Il metodo è sempre lo stesso e si fonda sulla capacità di raccontare le accuse, gli attacchi e, ora, la condanna penale come elementi di una strategia di persecuzione politica messa in atto da una parte della magistratura con la copertura della sinistra. Persecuzione che ha come unico fine di eliminare “lui”, l’outsider (come lo definisce “Ciccio” Ferrara).

Per sostenere il ruolo della vittima occorre stravolgere la realtà dei fatti, occorre trasformare le menzogne in verità assolute, occorre evocare paure antiche e infarcire i programmi politici di balle pazzesche. Ma all’uomo queste capacità, alimentate da un invidiabile istinto di sopravvivenza, non mancano e ben si calano nel tessuto sociale italico, infarcito di quel “senso comune” furbetto, maleodorante di egoismi  e ignoranze smisurate.

L’anomalia comporta due conseguenze tragiche: da un lato l’insolito permanere sulla scena politica di un individuo a cui tutto deve essere permesso perché – se così non dovesse essere – non potrebbe svolgere il salvifico compito di sottrarre il Paese alle orde comuniste e di garantire la libertà; dall’altro l’accettazione fideistica di un tempo a venire nel quale, le promesse di cambiamento saranno finalmente realizzate dal “campione” del liberismo, fin qui impedito da una opposizione irresponsabile e da alleati infedeli.

Se l’Italia democratica vuole sopravvivere deve liberarsi da questo principe dei cialtroni. Romano Prodi era riuscito a frenarne gli slanci con una “alleanza” anche se fragile e sconclusionata. Quel progetto però non è più perseguibile e il governo delle “larghe intese” ha dimostrato tutti i suoi limiti. Oggi occorre riprendere l’iniziativa, occorre procedere senza accettare ulteriori compromessi.

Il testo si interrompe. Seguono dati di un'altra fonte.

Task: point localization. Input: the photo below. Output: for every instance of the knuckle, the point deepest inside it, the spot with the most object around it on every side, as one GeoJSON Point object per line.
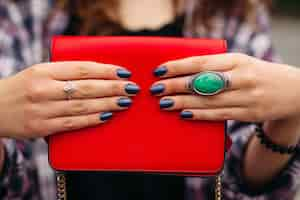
{"type": "Point", "coordinates": [86, 89]}
{"type": "Point", "coordinates": [198, 61]}
{"type": "Point", "coordinates": [83, 71]}
{"type": "Point", "coordinates": [34, 91]}
{"type": "Point", "coordinates": [249, 77]}
{"type": "Point", "coordinates": [30, 111]}
{"type": "Point", "coordinates": [116, 87]}
{"type": "Point", "coordinates": [256, 114]}
{"type": "Point", "coordinates": [35, 70]}
{"type": "Point", "coordinates": [225, 115]}
{"type": "Point", "coordinates": [31, 125]}
{"type": "Point", "coordinates": [79, 108]}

“L’avversario”, ha mostrato il suo volto ed è sempre lo stesso. In nome della propria sopravvivenza è disposto a tutto, anche a ricattare lo Stato, anche a minacciare la rivolta, addirittura la guerra civile.

Le riforme essenziali per l’Italia (nuova legge elettorale e riduzione del costo del lavoro) vanno fatte con chi ci sta. Il Parlamento è sovrano e ognuno deve assumersi le proprie responsabilità. Se poi tutto dovesse precipitare prima del tempo allora non resterà che tornare al voto.